In his book Gawande reminded readers that, during an emergency, there are so many tasks to complete, that the co-pilot is working at least as hard as the pilot. Sullenberger had taken on the task of finding a safe place to land, and actually landing, leaving his experienced copilot Skiles the task of following the checklist to try to restart the jet engines. He noted that Skiles was able to complete the checklist in the less than three minute period between the bird strike and the landing, noting this was "something investigators later testified to be "very remarkable" in the time frame he had—and something they found difficult to replicate in simulation."
Skiles went on to become the Vice President of the Coalition of Airline Pilots Associations (CAPA) that represents the interests of 28,000 airline pilots in safety and security issues. In this role he was instrumental in the creation of the First Officer Qualification rule which significantly increased the requirements for training and experience of First Officers on the flight deck of US registered airliners. Skiles joined with the Families of Continental Flight 3407 and the National Air Disaster Alliance to mold the creation of and ensure passage of the Airline Safety Act of 2010. This sweeping legislation significantly improved safety in the US airline industry and as of 2020 there has not been even one fatality due to a US airline accident in over 10 years.
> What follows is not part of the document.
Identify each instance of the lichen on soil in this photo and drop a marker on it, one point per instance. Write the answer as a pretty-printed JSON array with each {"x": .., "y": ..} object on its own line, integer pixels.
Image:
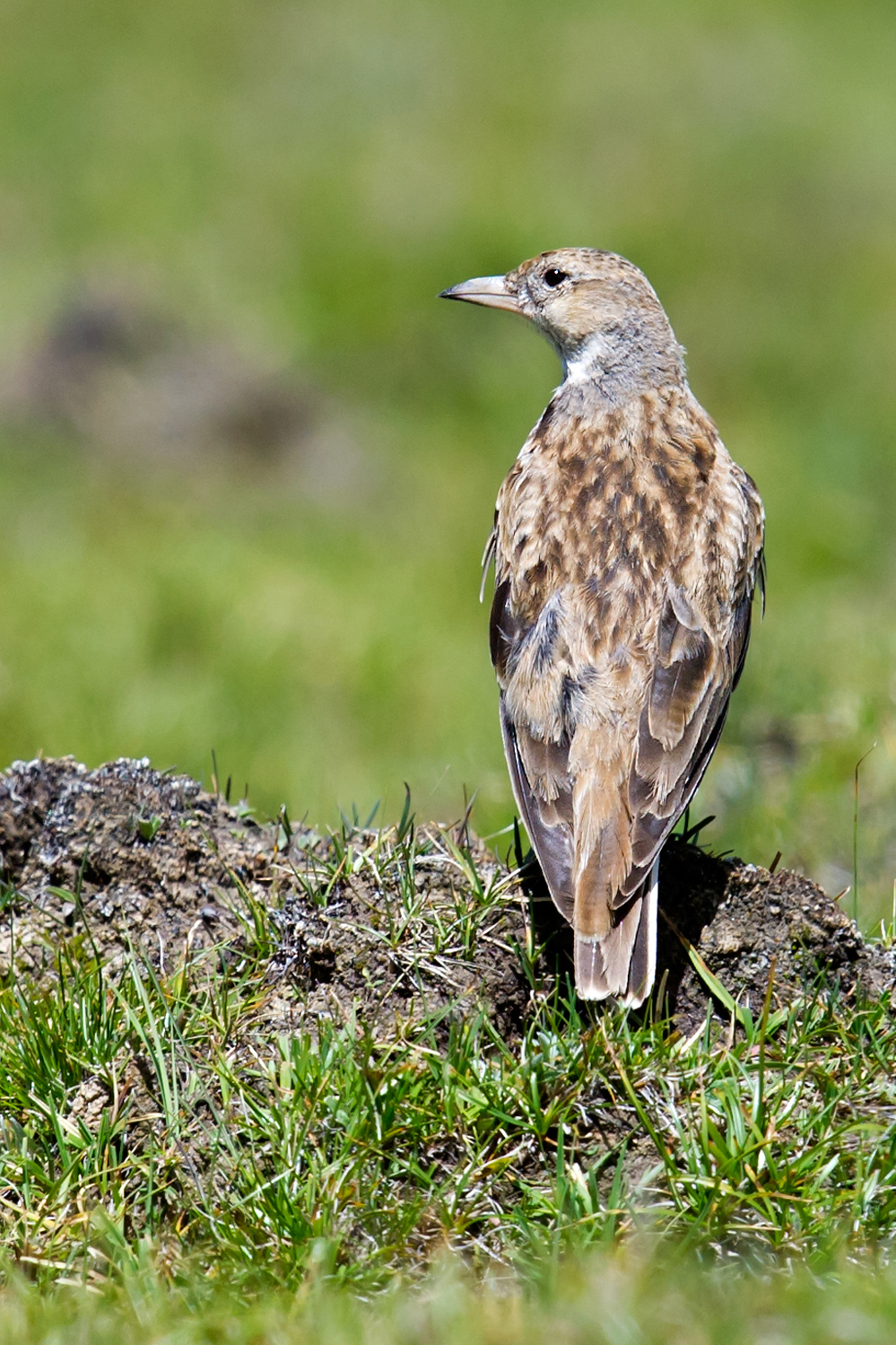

Skiles is a writer and since 2011 has published over 100 articles on safety and general interest aviation topics in nationally distributed magazines such as Sport Aviation, FLYING, Air & Space, PilotMAG, Midwest Flyer, Vintage Airplane, and the Physicians Executive Journal.
Jeffrey Bruce "Jeff" Skiles, as of 2020, is piloting Boeing 787 Dreamliners for American Airlines.